Why should low attractive faces be more difficult to categorize than medium or high attractive faces? According to cognitive averaging theory, attractive faces are closer to the population average in configuration and are thus perceived as more familiar, typical, and “face-like” than faces that deviate (e.g., unattractive faces) from the average configuration of a population of faces (see Langlois & Roggman, 1990; Langlois, Roggman & Musselman, 1994; Rubenstein, Kalakanis & Langlois, 1999; Rubenstein, Langlois, & Roggman, 2002). Indeed, faces that are rated as more typical are categorized as faces more quickly than those rated as less typical by both children and adults (Johnston & Ellis, 1995) and attractiveness facilitates the sex classification of faces by children and adults (Hoss, Ramsey, Griffin, & Langlois, in press). Thus, unattractive faces that are perceived as less “face-like,” less familiar, and less typical may function like other ambiguous stimuli and elicit greater neural activation in certain regions of the brain than more attractive faces. In fact, recent neuroimaging research indicates greater brain activation in the human amygdala to ambiguous stimuli, and greater activation associated with social anxiety, suggesting that social stimuli that are more difficult to categorize may be perceived in a negative or threatening manner because of their ambiguity (see Amaral & Corbett, 2002; Thomas, Drevets, Whalen, et al. 2001). Future research should test this possibility with attractive and unattractive faces.
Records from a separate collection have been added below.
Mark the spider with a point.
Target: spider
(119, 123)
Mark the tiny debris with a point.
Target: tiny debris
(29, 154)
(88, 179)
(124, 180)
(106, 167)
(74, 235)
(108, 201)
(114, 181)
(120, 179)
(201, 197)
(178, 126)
Further, future research that examines negativity bias and stereotype directionality in adults' and children's perceptions of male and ethnically diverse faces is essential. We included only the faces of Caucasian women in this study; thus, future research that examines perceptions of other types of low, medium, and high attractive faces can provide important elaboration of our findings and further specification of stereotype directionality.
We are grateful to Sara Lavelle, Sarah Pearson, and Marissa Wallace for assistance with data collection and to Donal E. Carlston, Rebecca A. Hoss, and William B. Swann for helpful comments on this article.
Angela M. Griffin and Judith H. Langlois, Department of Psychology, The University of Texas at Austin.
This research was supported by a Jacob K. Javits Fellowship from the U.S. Department of Education to the first author and a grant from the National Institute of Child Health and Human Development (#HD021332) to the second author. Parts of this research were previously presented at the 2003 biennial meeting of the Society for research in Child Development, Tampa, Florida.
1Data from adults who participated in this study on September 11 differed from the data obtained from participants who did not participate on September 11 as indicated by a significant interaction effect for a between subjects September 11 participation variable and the facial attractiveness variable, and were thus excluded from all analyses.